Bug 3982 - SQL string parsing is incorrect
Summary: SQL string parsing is incorrect
Status: NEW
Alias: None
Product: SQL
Classification: Unclassified
Component: all (show other bugs)
Version: 11.21.19 (Jul2015-SP4)
Hardware: All All
: Normal normal
Assignee: SQL devs
URL:
Keywords:
Depends on:
Blocks:
 
Reported: 2016-04-14 15:15 CEST by Sjoerd Mullender
Modified: 2020-07-10 22:40 CEST (History)
0 users



Attachments

Note You need to log in before you can comment on or make changes to this bug.
Description Sjoerd Mullender cwiconfidential 2016-04-14 15:15:20 CEST
User-Agent:       Mozilla/5.0 (X11; Fedora; Linux x86_64; rv:45.0) Gecko/20100101 Firefox/45.0
Build Identifier: 

The SQL standard has the following syntax description for strings:
<character string literal> ::=
   [ <introducer><character set specification> ]
      <quote> [ <character representation>... ] <quote>
      [ { <separator> <quote> [ <character representation>... ] <quote> }... ]
<character representation> ::=
   <nonquote character>
 | <quote> <quote>
<quote> ::=
   '

Ignoring the character set specification, it is clear that \ is *not* a special character in SQL strings.  Only the quote (') is special, and it needs to be doubled to include it in a string.

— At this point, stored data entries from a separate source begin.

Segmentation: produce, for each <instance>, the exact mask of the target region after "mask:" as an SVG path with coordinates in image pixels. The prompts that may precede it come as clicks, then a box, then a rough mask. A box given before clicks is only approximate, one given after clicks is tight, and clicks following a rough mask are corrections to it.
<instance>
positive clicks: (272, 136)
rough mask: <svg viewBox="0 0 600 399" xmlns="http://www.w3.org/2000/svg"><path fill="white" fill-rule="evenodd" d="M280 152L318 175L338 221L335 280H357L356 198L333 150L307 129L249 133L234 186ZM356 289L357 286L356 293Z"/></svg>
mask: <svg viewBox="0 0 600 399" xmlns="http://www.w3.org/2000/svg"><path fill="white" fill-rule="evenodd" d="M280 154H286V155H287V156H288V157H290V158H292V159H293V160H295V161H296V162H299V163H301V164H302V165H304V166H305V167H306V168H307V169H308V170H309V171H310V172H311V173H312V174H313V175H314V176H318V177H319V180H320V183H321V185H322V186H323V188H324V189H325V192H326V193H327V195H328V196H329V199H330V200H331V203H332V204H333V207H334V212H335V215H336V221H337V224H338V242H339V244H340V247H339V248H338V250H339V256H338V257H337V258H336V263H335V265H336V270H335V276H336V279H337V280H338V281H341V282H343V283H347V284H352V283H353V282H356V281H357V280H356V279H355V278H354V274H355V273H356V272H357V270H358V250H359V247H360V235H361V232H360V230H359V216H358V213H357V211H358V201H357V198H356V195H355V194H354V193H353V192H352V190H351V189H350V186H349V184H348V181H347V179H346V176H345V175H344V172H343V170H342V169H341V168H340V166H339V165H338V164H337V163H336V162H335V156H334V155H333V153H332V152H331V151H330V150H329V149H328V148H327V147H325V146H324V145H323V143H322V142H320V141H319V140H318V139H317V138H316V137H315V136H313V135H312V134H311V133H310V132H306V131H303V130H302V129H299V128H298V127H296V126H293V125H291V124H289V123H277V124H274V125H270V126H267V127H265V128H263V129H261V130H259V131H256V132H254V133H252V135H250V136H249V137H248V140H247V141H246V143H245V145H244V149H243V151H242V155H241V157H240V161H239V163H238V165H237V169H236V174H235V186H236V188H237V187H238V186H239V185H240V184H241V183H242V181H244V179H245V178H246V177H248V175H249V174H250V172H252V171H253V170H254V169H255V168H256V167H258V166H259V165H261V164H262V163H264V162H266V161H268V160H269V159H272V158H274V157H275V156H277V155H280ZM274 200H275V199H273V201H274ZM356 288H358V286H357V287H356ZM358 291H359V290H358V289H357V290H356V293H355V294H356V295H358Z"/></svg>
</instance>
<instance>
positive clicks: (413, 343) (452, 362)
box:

The MonetDB SQL parser treats \ like it is to be treated in C.  There is no basis for that in the SQL standard.

Also see bug 3965, comment 5.

Reproducible: Always

Steps to Reproduce:
1.select '\101';
2.
3.
Actual Results:  
'A'

Expected Results:  
'\101'
Comment 1 Sjoerd Mullender cwiconfidential 2016-04-20 10:26:51 CEST
Note that there is also the possibility (in the standard) of having Unicode strings, as in:
select U&'\0041';
--> 'A'
This is completely not implemented.
This, by the way, does seem to be the only place where the backslash ("reverse solidus") has any meaning in the SQL standard.
Comment 2 Sjoerd Mullender cwiconfidential 2020-07-10 22:36:45 CEST
The Unicode strings have been implemented.
The parsing of strings is now in a transitional phase.  We have E-strings (E'string content') that are parsed with backslash interpretation, we have R-strings (R'string content') that are parsed according to the SQL standard (apart from the initial R), and we have plain strings that are currently equivalent to E-strings, but that will at some point change to be equivalent to R-strings.
Comment 3 Sjoerd Mullender cwiconfidential 2020-07-10 22:40:30 CEST
By the way, the E and R prefixes can of course also be spelled with lowercase.